Abstract
Purpose. To highlight the importance of using the Farnsworth Panel D-15 Hue test in colour vision testing in patients on ethambutol treatment.
Case Report. A 70 year-old lady received ethambutol as part of her anti-tuberculous regime. She developed blue-yellow colour defect detectable with the Farnsworth Panel D-15 Hue test, but not with the Isihara Pseudoisochromatic Plates. Ethambutol was immediately discontinued from her anti-tuberculous regime. Two months later, her colour vision returned to normal.
Conclusion. This case report illustrates the importance of regular monitoring of patients receiving ethambutol for blue-yellow colour defect using the Farnsworth Panel D-15 Hue Test.

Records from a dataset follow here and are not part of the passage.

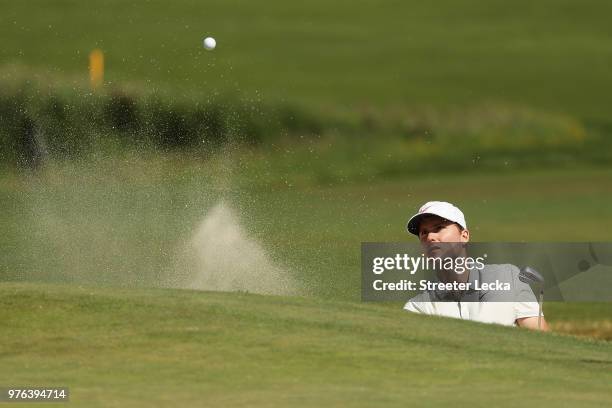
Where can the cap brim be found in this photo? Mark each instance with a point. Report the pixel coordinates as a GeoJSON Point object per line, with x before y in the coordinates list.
{"type": "Point", "coordinates": [413, 223]}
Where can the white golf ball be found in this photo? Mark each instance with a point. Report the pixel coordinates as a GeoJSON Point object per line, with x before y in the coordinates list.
{"type": "Point", "coordinates": [210, 43]}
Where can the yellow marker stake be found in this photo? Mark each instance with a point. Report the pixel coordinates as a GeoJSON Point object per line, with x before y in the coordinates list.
{"type": "Point", "coordinates": [96, 68]}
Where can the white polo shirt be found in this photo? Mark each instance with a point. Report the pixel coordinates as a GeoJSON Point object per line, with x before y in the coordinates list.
{"type": "Point", "coordinates": [483, 306]}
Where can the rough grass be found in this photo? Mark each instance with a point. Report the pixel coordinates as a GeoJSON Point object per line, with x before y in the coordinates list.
{"type": "Point", "coordinates": [135, 348]}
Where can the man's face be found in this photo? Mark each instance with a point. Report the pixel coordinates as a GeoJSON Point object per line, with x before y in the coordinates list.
{"type": "Point", "coordinates": [434, 229]}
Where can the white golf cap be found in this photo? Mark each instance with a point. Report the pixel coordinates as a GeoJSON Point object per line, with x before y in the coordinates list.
{"type": "Point", "coordinates": [439, 208]}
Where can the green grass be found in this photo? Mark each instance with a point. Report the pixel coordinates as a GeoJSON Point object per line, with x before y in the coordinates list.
{"type": "Point", "coordinates": [126, 221]}
{"type": "Point", "coordinates": [123, 221]}
{"type": "Point", "coordinates": [551, 55]}
{"type": "Point", "coordinates": [135, 348]}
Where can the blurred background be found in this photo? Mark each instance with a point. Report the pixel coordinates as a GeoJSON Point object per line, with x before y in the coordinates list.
{"type": "Point", "coordinates": [131, 156]}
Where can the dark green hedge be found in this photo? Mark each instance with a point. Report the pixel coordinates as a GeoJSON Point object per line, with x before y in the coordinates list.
{"type": "Point", "coordinates": [36, 124]}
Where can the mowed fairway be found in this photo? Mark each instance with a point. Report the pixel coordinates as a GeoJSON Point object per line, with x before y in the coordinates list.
{"type": "Point", "coordinates": [138, 348]}
{"type": "Point", "coordinates": [86, 225]}
{"type": "Point", "coordinates": [550, 54]}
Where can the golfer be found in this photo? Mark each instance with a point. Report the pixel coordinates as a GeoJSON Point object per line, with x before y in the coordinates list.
{"type": "Point", "coordinates": [442, 230]}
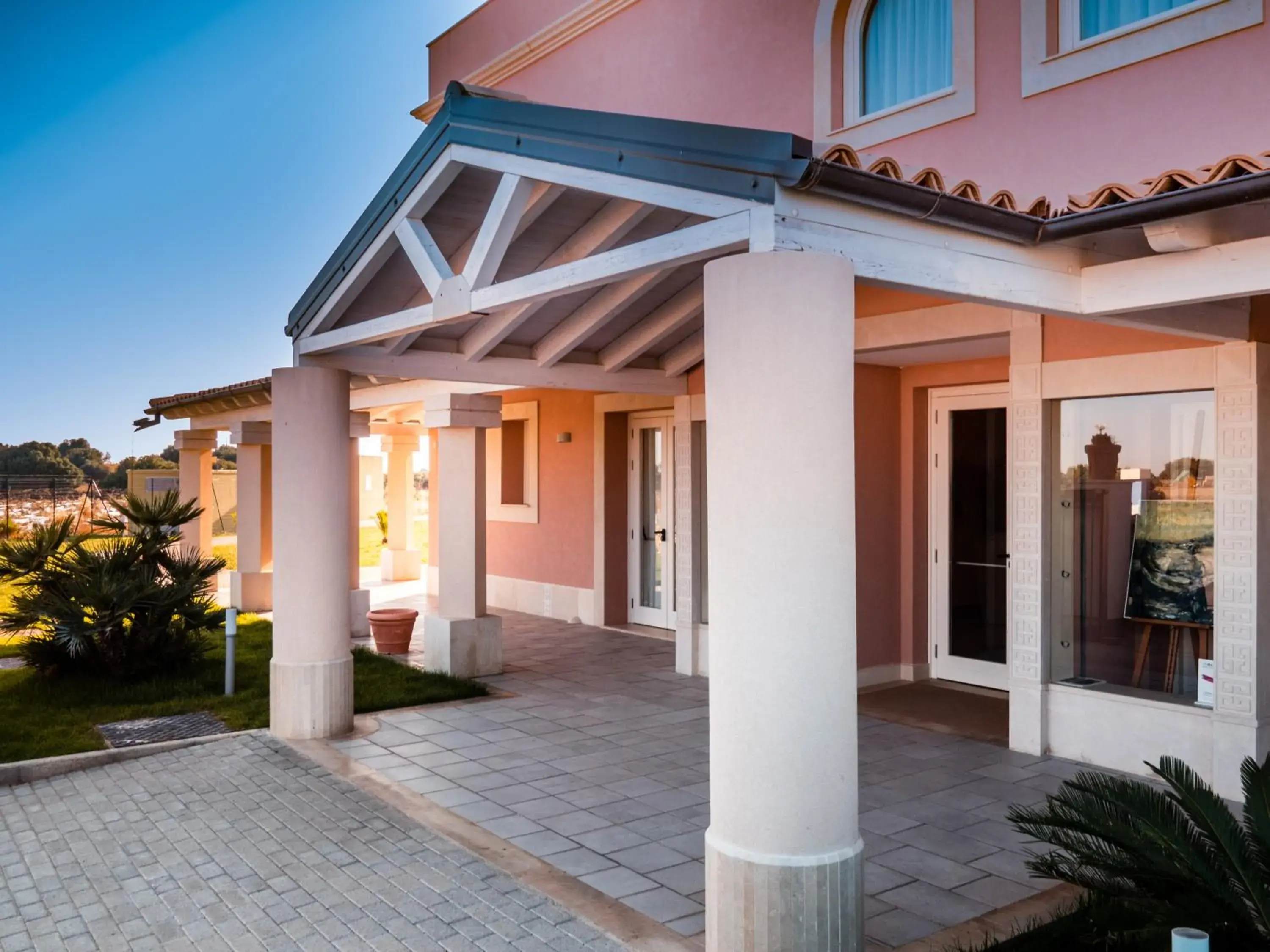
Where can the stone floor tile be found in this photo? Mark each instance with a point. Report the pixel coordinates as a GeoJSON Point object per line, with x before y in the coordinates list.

Keywords: Ethambutol, Farnsworth Panel D-15 Hue test, Isihara Pseudoisochromatic Plates, Blue-yellow colour defect, Pulmonary tuberculosis
INTRODUCTION
Internists routinely prescribe drugs that can potentially cause ocular toxicity. Many non-ophthalmologists use Ishihara Pseudoisochromatic Plates (ISP) to screen for acquired colour defects. Such use of ISP is not appropriate. The Farnsworth Panel D-15 Hue test is rarely available outside the ophthalmology department. In this case report, we highlight the value of the Farnsworth Panel D-15 Hue test in the detection of acquired blue-yellow colour defect and advocate its use by non-ophthalmologists.
CASE REPORT
A 70-year-old lady, diagnosed of having pulmonary tuberculosis (PTB), was started on EHRZ regime (ethambutol 15 mg/kg/day, isoniazid 5 mg/kg/day, rifampicin 10mg/kg/day and pyrazinamide 20 mg/kg/day). She was referred to our ophthalmology department 2 weeks after the treatment commenced. Her renal function was normal.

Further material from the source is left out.